Yani siz de, astrologlar da gökyüzüne bakıyorsunuz ama onlar sizin gördüklerinizden daha başka şeyler görüyorlar...

Onlar gökyüzüne bakmıyorlar. Teleskopla işleri yok. Katalogdan ya da bilgisayar programından belli bir tarihte yıldızların nerede olduğuna bakıp, yorum yapıyorlar.

Astrolojinin İsa’dan önce 5 bin yılına kadar gittiği söyleniyor…

İnsanlar ilk çağdan bu yana doğayı anlamaya çalıştı, buna mecbur oldu. Çeşitli doğa olaylarının sebeplerini bilmeyen, anlayamayan ve bu yüzden korkan insanoğlu gökyüzü olaylarını izlemeye başladı. Bu izleme pratiği insanların yaşamlarını sürdürmesi için en önemli faktör haline geldi. Gözledikleri bilgileri kaydettikçe gökyüzü hareketlerinin bir rutini olduğunu keşfettiler. O topluluklardaki kişilerden bazıları, gök olaylarını daha iyi algılamaya, kaydetmeye ve yorumlamaya başladı. Bunlar tarihteki ilk astrologlardır. Çünkü bu kişiler gök olaylarını yorumlayarak insanlara yol gösterdi ve etkiledi. Yani astrolojinin başlangıcı; insanların kendi yaşamlarını sürdürebilmek için, gök olaylarına dair biriktirdikleri bilgiler. Ama bunun ne matematiği var, ne fiziği var, ne bilimin metodolojisiyle ilgili yanı var.
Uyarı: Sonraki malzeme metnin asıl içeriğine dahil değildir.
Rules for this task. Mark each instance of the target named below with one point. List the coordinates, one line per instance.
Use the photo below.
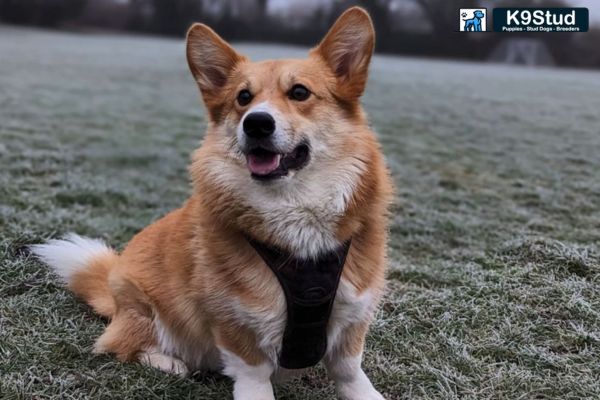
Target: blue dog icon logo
(477, 22)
Astroloji tarih boyunca hep önemli miydi?

Astroloji önemini hiçbir zaman kaybetmedi. Önceleri insanların yaşamlarına yardımcı olan astroloji, bir yerden sonra o öne çıkan insanlara güç sağlayan bir araç haline dönüşüyor. İşte o zaman insanlara zarar vermeye başlıyor. Ne zaman ki gök olayları matematiksel temele dayanan bazı hesaplarla ortaya konuyor, o zaman Astronomi başlıyor. Yani bilim başlıyor.

Günlük falları bir kenara bırakırsak, yıldız haritası üzerinde, kişinin doğduğu tarih, saat ve yere göre de bazı yorumlar yapılıyor. Bu yorumların bilimsel bir boyutu var mı?

Var ama işin bu kısmı astroloji değil, Astronomi. Gezegen ve takımyıldızlarının tüm hareketleri zaten bellidir. Bundan 500 sene sonra bile hangisinin nerede olacağı, bugün elimizin altındadır. Astrologlar da zaten katalog ya da bilgisayardan, doğum tarihi ve saatine göre yıldız haritası çıkarıp bakıyorlar. Buraya kadar astrolojiye dair hiçbir şey yok. Tam buradan sonra bilim bitiyor, astroloji başlıyor. Çünkü o gördükleri harita üzerinden yorum yapıyorlar. Bilimde böyle bir “yorum” yöntemi yok.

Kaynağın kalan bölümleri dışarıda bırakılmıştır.